- We know that prices for renting a car have gone up—way up—during the pandemic, but even with the numbers declining a bit in September, most analysts think they will go back up for the holidays.
- Some experts think things will calm down in 2022, but others don’t see prices getting back to normal until 2023. “By February and March next year, all bets are off,” one expert told the South Florida Sun Sentinel.
- There are many problems causing the higher prices, including a lack of new-vehicle production (chip shortage) and a large vehicle sell-off early in the pandemic. Solutions that rental-car companies are taking include keeping their fleet for longer than they used to and trying to move cars around the country so they are available where people want to rent them.
Anyone who’s tried to rent a car in the last year or so likely discovered that prices were not what they once were, reaching many hundreds of dollars a day in some areas. Earlier this year, some tourists in Hawaii discovered the joy of saving money by renting a U-Haul truck instead of a standard rental car, for example. As travel starts to pick up again despite COVID’s reach, more people might have to figure out similar alternative rental methods until at least next year.
While the costs to rent a car today aren’t quite as high as they were earlier in the year, experts are offering different predictions for when the rental scene in the U.S. will get back to something more normal. Some say it will be at least 2022 before prices come down. Others predict a new spike coming this holiday season, including a spokesperson for Enterprise Holdings, according to the Washington Post. And one told the paper that he doesn’t see things really getting back to normal until 2023.

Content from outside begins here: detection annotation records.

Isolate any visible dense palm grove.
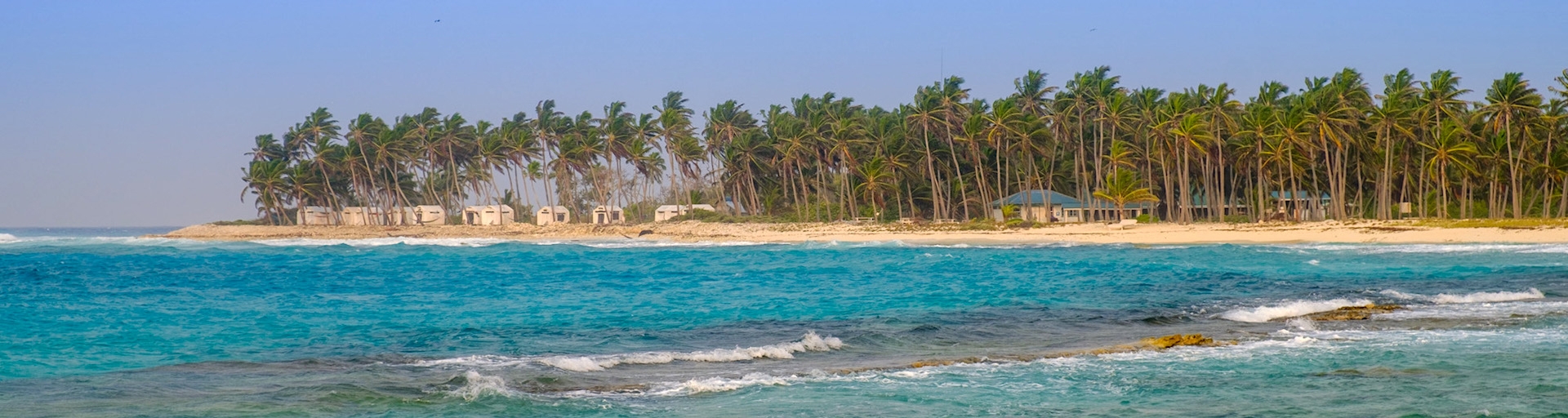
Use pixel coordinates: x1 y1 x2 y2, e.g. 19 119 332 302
245 67 1568 222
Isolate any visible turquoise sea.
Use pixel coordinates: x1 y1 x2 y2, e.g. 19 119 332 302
0 229 1568 416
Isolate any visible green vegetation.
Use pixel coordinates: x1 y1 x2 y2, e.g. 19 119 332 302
245 67 1568 227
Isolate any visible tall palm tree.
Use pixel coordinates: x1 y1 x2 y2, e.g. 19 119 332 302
1094 167 1160 220
1481 72 1541 218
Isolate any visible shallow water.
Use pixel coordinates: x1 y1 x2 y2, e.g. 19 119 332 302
0 230 1568 416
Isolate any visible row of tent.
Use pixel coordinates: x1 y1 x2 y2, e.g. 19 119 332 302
296 205 714 225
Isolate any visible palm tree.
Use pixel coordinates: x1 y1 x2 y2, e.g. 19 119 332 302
1094 167 1160 220
1421 122 1476 218
240 158 290 225
1481 72 1541 218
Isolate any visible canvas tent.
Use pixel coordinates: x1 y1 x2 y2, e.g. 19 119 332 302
654 205 716 222
462 205 513 225
533 207 572 225
402 205 447 225
339 207 385 225
295 207 337 225
593 205 626 225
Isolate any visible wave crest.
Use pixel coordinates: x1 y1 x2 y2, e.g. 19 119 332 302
447 370 518 402
414 332 844 372
1220 299 1372 322
1380 288 1546 305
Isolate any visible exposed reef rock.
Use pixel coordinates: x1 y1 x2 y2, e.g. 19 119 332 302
1306 304 1405 321
910 333 1236 368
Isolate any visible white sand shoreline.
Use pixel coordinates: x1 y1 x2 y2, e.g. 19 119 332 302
155 220 1568 244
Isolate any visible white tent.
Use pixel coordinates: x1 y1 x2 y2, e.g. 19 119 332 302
295 207 336 225
593 205 626 225
533 207 572 225
339 207 385 225
654 205 716 222
402 205 447 225
462 205 513 225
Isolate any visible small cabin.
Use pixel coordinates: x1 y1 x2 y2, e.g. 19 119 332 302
339 207 385 225
593 205 626 225
533 207 572 227
462 205 513 225
402 205 447 225
295 207 336 225
654 205 716 222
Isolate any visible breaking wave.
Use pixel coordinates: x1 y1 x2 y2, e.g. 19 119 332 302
1220 299 1372 322
1372 300 1568 321
414 332 844 372
251 237 511 247
1270 244 1568 254
1382 288 1546 305
447 370 518 402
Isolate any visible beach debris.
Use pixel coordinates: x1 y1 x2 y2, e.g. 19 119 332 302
1306 304 1405 321
1143 333 1215 349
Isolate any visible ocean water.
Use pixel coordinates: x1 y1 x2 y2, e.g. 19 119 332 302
0 229 1568 416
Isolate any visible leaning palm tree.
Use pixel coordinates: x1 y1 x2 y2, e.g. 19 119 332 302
1094 167 1160 220
1481 72 1541 218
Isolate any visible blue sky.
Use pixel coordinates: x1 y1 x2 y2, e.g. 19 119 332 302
0 0 1568 227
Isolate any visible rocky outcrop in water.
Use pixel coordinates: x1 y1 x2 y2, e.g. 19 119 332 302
1306 304 1405 321
910 333 1236 368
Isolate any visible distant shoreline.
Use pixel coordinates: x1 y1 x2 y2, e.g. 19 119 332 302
149 220 1568 244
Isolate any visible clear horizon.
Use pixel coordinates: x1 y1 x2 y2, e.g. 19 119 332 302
0 2 1568 227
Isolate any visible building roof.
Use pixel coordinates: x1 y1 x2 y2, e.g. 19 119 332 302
991 189 1080 207
1268 189 1333 200
991 189 1151 210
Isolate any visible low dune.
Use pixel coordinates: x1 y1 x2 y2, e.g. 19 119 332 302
162 220 1568 244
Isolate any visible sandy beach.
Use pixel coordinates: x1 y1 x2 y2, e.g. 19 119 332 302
162 220 1568 244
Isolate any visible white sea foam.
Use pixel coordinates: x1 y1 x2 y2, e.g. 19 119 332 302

“We’re kind of in a shoulder season with people going back to school and work after Labor Day, but prices are going to spike back up again in Florida as Thanksgiving and Christmas approaches,” the CEO of rental-car price tracker AutoSlash.com, Jonathan Weinberg, told the South Florida Sun Sentinel. “By February and March next year, all bets are off.”
The problem, unsurprisingly, is a lack of rental cars. As we’ve written before, rental-car agencies sold off their excess vehicles during the early days of the pandemic and were caught off guard when demand returned sooner than expected. Now, with the chip shortage and other supply chain issues hampering production of new vehicles, these rental companies are unable to beef up their fleets.
Instead, rental companies are changing their policies to keep their cars longer before they cycle them out of the system. Vehicles are being moved away from locations that used to cater to business travel—which is returning, but still not as high as before the pandemic—and into southern vacation hot spots. Also, instead of a 25,000- or 50,000-mile cutoff, some are letting the cars they have reach 90,000 miles on the odometer. Some are also buying used cars at auction to make up for the new vehicles they can’t buy. The Post reports that U.S. car rental companies only purchased around 800,000 new cars in 2020, compared to more than double that amount in 2019.
Which all comes together to suggest that rental-car prices will continue to be higher than expected for a while. We may not know exactly for how long, but Yahoo News, citing the
online rental company Kayak, said searches for rental cars for the upcoming holiday season are up 230 percent compared to 2019.